The Revised Payment Services Directive or PSD2 is amongst the most progressive legislations aimed at revolutionizing the payments and the banking industry. The directive strongly focuses on emphasizing payment security, innovation, and market competition. It also aims to introduce new financial services and market players in the sector.

To explain what PSD2 is – the directive requires banks to share access to data with other qualified payment service providers (PSPs) through APIs to manage account data and initiate payments on behalf of users. This means that customers can use third-party services to manage their bank accounts and online payments.

For banks, the directive poses substantial economic challenges. Operational cost is expected to rise due to new security regulations and the opening of APIs. Also, as new players (AISPs and PISPs) take over the market, banks may find it difficult to differentiate themselves when offering financial services.

That said, established banks and financial institutions are increasingly at risk of losing the market share to Fintech firms. The biggest question here for banks is how they can compete with Fintechs to sustain in the market?

Customer preferences

Consumers have already been accustomed to relying on non-banks for day-to-day payments. Services like Paypal have already existed for years in the market and has gained significant trust. Tech giants like Apple and Facebook are also trying to reap benefits from the vast market with innovative services.

With customers becoming more technology-friendly, banks need to follow the trend too. They must offer financial services that are faster, more personalized, and easily accessible.

By this, they can differentiate themselves from the competition and generate real value. Some banks have already begun to adopt the open banking approach to supplement better and more convenient financial services.

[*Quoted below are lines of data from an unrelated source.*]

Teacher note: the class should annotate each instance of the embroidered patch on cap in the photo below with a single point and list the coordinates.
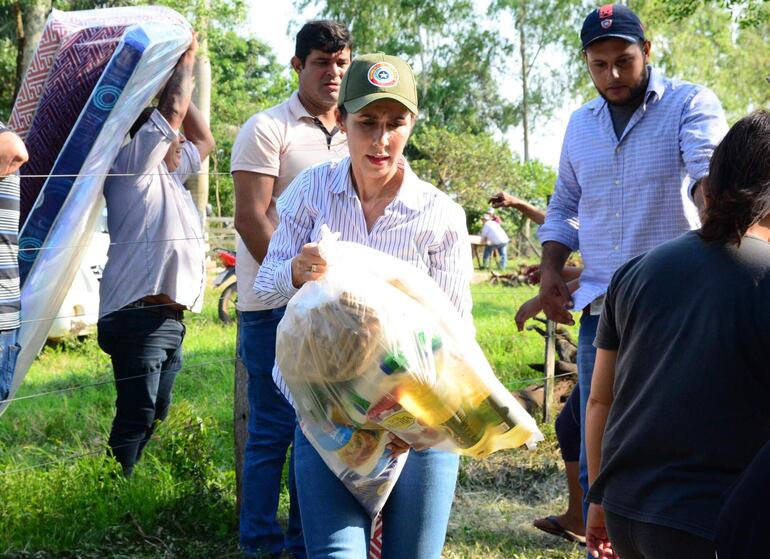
(383, 74)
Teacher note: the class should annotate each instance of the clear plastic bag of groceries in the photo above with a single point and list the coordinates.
(376, 347)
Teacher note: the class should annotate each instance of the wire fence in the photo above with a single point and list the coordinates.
(199, 366)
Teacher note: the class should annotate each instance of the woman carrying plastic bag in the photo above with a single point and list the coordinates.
(373, 199)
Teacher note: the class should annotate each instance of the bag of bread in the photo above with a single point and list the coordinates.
(375, 347)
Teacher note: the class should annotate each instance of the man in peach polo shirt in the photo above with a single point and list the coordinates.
(271, 149)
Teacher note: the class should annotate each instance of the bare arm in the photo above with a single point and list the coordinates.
(197, 131)
(13, 153)
(175, 97)
(530, 308)
(554, 294)
(505, 200)
(253, 193)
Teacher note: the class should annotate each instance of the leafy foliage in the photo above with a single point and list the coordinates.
(456, 61)
(470, 168)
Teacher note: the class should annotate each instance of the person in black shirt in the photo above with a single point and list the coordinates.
(678, 403)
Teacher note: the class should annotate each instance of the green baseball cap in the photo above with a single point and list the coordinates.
(372, 77)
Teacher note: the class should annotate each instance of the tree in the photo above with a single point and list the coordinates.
(540, 25)
(717, 43)
(731, 36)
(470, 168)
(455, 60)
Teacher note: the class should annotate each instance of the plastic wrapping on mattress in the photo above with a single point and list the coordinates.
(70, 205)
(58, 27)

Raising the security levels

PSD2 focuses on enhancing security measures when it comes to sharing account details and making payments. With a new authentication system called SCA or Strong Customer Authentication, the directive aims to reduce the chances of frauds and make online payments more secure. According to SCA, every transaction will be authenticated by at least two of the three possible methods:

  1. Knowledge: something only the user knows, such as a PIN or a password.
  2. Possession: something only the user possesses, such as a token or a card.
  3. Inherence: something the user is, such as a fingerprint or an iris scan.

With the strong position that banks hold in consumer trust, they still have better prospects in terms of payment authentication. Banks must adopt new security methods to stay competitive in the market.

Conclusion

Most banks are actually in a wait-and-see mode. However, to stay up and running in this financial market, banks need to adapt, innovate, and seek out solutions that offer customers with value-added services. This might also include collaborating with Fintech firms (becoming AISP or PISP) and build strategies to leverage open banking.

We predict that banks need to focus on customer engagement and adopt newer revenue models to sustain for a longer run. Furthermore, collaboration with technology companies will be the key to remain competitive in the market.